В качестве иллюстрации «сюжет» с Владимиром Евтихиановичем Баскаковым, который в пору закрытия «Скверного анекдота» был первым заместителем председателя Госкино. Человек он был умный, образованный, кандидат искусствоведения, писатель, фронтовик, но очень вспыльчивый. И вот во время «решительного разговора» по поводу «Скверного анекдота», который проходил в его кабинете, он, распаляясь, дошел до эпизода с мухой, которую в конце фильма ловит Пселдонимов, а изловив, прихлопывает. Все вокруг думают, что это не муха, а сам Пселдонимов, «чиновник без чина».

— Это что еще за метафора? — грозно вопрошал Владимир Евтихианович. — Это на кого вы намекаете? Ведь вы кого-то имели в виду?

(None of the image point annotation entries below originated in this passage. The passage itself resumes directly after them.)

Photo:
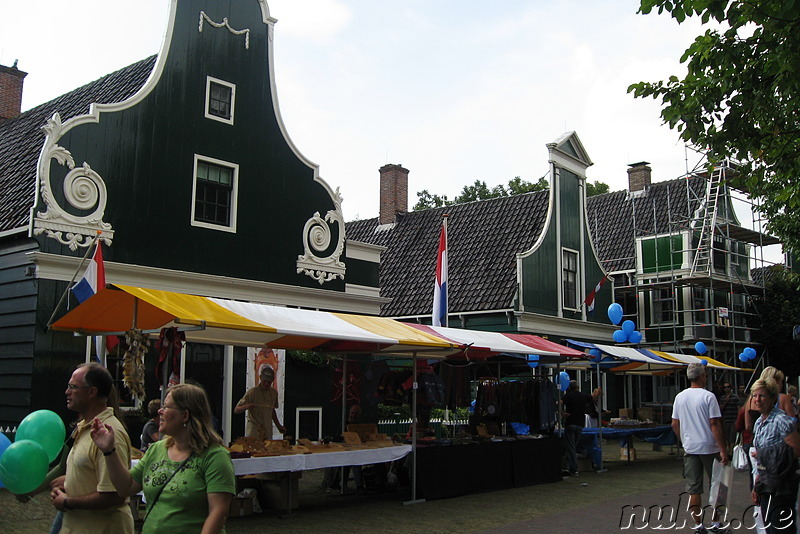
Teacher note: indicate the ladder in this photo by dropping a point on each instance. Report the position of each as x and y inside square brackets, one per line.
[703, 256]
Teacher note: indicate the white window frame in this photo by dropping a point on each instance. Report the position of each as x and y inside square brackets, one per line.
[308, 409]
[575, 306]
[655, 318]
[234, 194]
[209, 115]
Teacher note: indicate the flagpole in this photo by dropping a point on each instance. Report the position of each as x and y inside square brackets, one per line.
[447, 285]
[69, 285]
[439, 315]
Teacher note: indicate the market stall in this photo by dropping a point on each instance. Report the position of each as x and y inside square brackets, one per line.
[118, 308]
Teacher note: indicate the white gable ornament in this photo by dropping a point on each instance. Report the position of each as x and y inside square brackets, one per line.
[317, 238]
[83, 189]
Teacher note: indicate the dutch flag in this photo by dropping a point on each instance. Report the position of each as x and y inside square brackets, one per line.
[94, 278]
[440, 288]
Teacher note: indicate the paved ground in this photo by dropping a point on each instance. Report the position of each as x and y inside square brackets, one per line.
[591, 503]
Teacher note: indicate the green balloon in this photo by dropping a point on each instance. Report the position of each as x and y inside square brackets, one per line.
[45, 428]
[23, 466]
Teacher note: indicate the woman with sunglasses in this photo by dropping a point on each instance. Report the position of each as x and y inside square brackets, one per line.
[187, 478]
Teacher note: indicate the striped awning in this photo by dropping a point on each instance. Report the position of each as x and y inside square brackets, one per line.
[646, 361]
[119, 308]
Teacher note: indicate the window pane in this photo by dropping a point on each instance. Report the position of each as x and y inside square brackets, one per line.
[219, 100]
[213, 193]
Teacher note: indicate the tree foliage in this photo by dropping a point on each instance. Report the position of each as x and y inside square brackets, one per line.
[740, 97]
[778, 312]
[596, 188]
[479, 191]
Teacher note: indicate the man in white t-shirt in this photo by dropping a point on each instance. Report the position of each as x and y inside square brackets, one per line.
[697, 421]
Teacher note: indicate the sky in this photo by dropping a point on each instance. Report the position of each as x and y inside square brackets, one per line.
[455, 91]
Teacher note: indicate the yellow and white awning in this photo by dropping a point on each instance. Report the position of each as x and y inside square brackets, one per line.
[119, 308]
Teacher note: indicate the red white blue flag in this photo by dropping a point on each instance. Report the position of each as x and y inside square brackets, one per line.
[94, 278]
[590, 299]
[440, 288]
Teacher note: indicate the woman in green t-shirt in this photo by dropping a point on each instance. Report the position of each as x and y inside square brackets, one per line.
[187, 478]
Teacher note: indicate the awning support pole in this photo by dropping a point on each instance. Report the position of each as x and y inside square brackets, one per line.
[414, 390]
[600, 469]
[342, 481]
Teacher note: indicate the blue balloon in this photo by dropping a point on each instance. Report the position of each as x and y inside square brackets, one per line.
[563, 380]
[620, 336]
[628, 326]
[615, 313]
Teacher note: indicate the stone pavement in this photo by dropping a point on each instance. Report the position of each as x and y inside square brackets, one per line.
[590, 503]
[640, 513]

Наумов, проявив вышеупомянутую невоздержанность в острословии, тут же ему и ответил:

— Вас, Владимир Евтихианович. Вас.

Мол, чиновников, без чина, с чинами — неважно. Картину, как известно, закрыли. Прошло десять лет, я работала в НИИ теории и истории кино. Баскаков был директором, защитил докторскую. В разговоре с отцом я обмолвилась об этом, и он меня спросил, как называется диссертация. Говорю: «Леворадикальные тенденции в современном буржуазном кинематографе» или что-то в этом роде. Папа удовлетворенно хмыкнул и не без гордости за свою проницательность сказал: «Я всегда чувствовал, что в душе он левак». В тот раз и в других похожих ситуациях я убеждалась, что отец не таил зла на людей, которые «держали и не пущали», закрывали и уродовали их (и не только их!) фильмы. Он понимал, что это были люди-функции. Другое дело, что сам он никогда бы не оказался на их месте.


С отцом. Киев. 1954 год


Ирония как воспитательный прием

Наумов был и есть великий пересмешник, мистификатор. Ирония отца была иной: мягкой и конструктивной. В детстве я ее не всегда могла оценить, но никогда не обижалась. Ирония была не обидной. Встречая меня после летней разлуки, папа, оглядывая тощего подростка с ног до головы, произносил, нарочито окая: «А ну-ка, сынку, поворотись-ка! Экой ты смешной!» Почему сынку? Почему смешной? Выдали мне «Тараса Бульбу», прочитала, все встало на место. Вообще, не читать в то время было невозможно. Надо было знать, откуда все эти с иронией произнесенные цитаты: «Гвозди бы делать из этих людей…», «Я князь-Григорию и вам фельдфебеля в Вольтеры дам», «Барон рассвирепел и впал в ничтожество», «Жизнь надо прожить так, чтобы не было мучительно…» — здесь обычно ставилось многоточие. Или: «Валя, Валентина, что с тобой теперь?..» — это, понятно, когда я заболевала.